L’un des mécaniciens actionna un câble sous le capot de la Stutz Dragonfly, il y eut un jet d’étincelles bleues. Avec un crissement, l’une des longues ailes de la voiture se déplia, et battit plusieurs fois, avant de s’arrêter à nouveau. Neville avait dû baisser la tête pour éviter d’être touché.

 

   Bon réflexe, Neville, dit Harry. Tu as failli être taclé.

 

Neville jeta un coup d’œil à Harry, avec un sourire.

 

Peu après, Chateaubourg se racla la gorge et dit :

 

   Nous devrions sans doute revenir au château, madame et messieurs.

 

   Entendu, dit Harry. Au revoir, Mr Franklyn.

 

Franklyn leva la main.

 

   J’insiste pour que vous m’appeliez Ben. J’ai quand même près de trois siècles, et m’entendre appeler « monsieur » me vieillit encore. Pourriez-vous faire cet effort ?

 

   Bien entendu, Ben, dit Harry avec un grand sourire.
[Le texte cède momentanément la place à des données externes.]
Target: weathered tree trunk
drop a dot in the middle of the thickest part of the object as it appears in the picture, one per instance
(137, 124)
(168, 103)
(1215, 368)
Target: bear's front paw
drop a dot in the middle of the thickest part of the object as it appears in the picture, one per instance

Je serai heureux de vous retrouver ce soir au dîner. Merci beaucoup pour cette visite, votre Garage est tout à fait remarquable.

 

   C’était un plaisir, répondit Franklyn, en se rengorgeant. Vous savez, j’ai récemment acquis une très intéressante presse à imprimerie, aux États-Unis, et j’aimerais beaucoup vous la montrer un jour, si vous passez nous voir. Je pourrais même vous montrer une cloche qui a été fondue le jour de la naissance de notre belle nation. Mais elle est fendue, actuellement, et personne ne veut me laisser la réparer.

 

   Ne l’écoutez pas ! cria à Graham, le mécanicien, derrière eux. Sinon, il vous fera croire que c’est lui qui a sculpté la Statue de la Liberté. Ou du moins, qu’il en a découvert le cuivre dans une de ses mines.

 

Tout le reste de l’équipe éclata de rire.

 

Franklyn grimaça, puis agita la main tandis que Harry et son groupe s’éloignait.

 

   À ce soir, mes amis. J’espère que vous aurez faim. Et j’espère aussi que de vous connaissez un bon sortilège de Digestion. D’après ce que j’ai entendu dire, Mme Delacroix nous prépare un gumbo.